Non-GAAP Financial Measures

Adjusted EBITDA

Adjusted EBITDA is not a measure of our financial performance or liquidity under GAAP and should not be considered as an alternative to net income as a measure of operating performance, cash flows from operating activities as a measure of liquidity or any other performance measure derived in accordance with GAAP. Additionally, Adjusted EBITDA is not intended to be a measure of free cash flow for management’s discretionary use, as it does not consider certain cash requirements such as interest payments, tax payments and debt service requirements.

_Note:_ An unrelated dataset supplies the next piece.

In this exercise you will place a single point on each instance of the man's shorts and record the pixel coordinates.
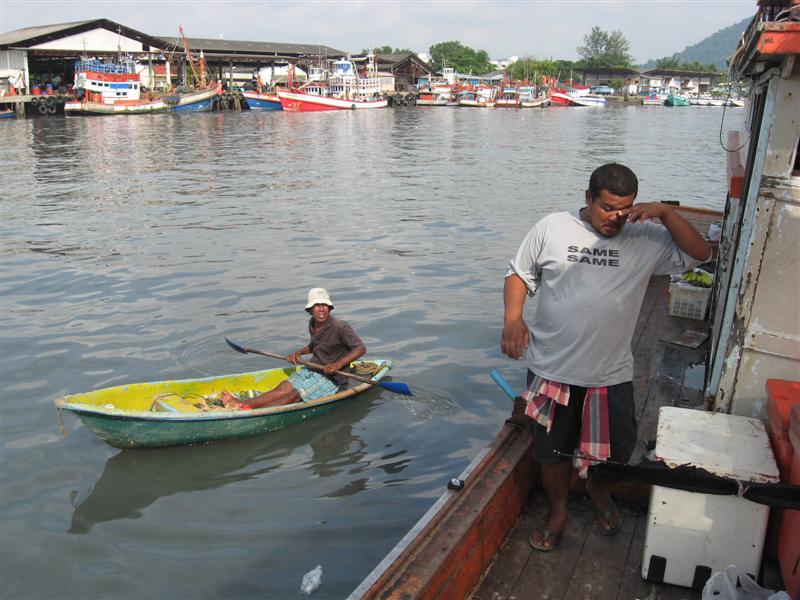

Adjusted EBITDA contains certain other limitations, including the failure to reflect our cash expenditures, cash requirements for working capital needs and cash costs to replace assets being depreciated and amortized, and excludes certain non-recurring charges that may recur in the future. Management compensates for these limitations by relying primarily on our GAAP results and by using Adjusted EBITDA only supplementally. Our measure of Adjusted EBITDA is not necessarily comparable to other similarly titled captions of other companies due to potential inconsistencies in the methods of calculation.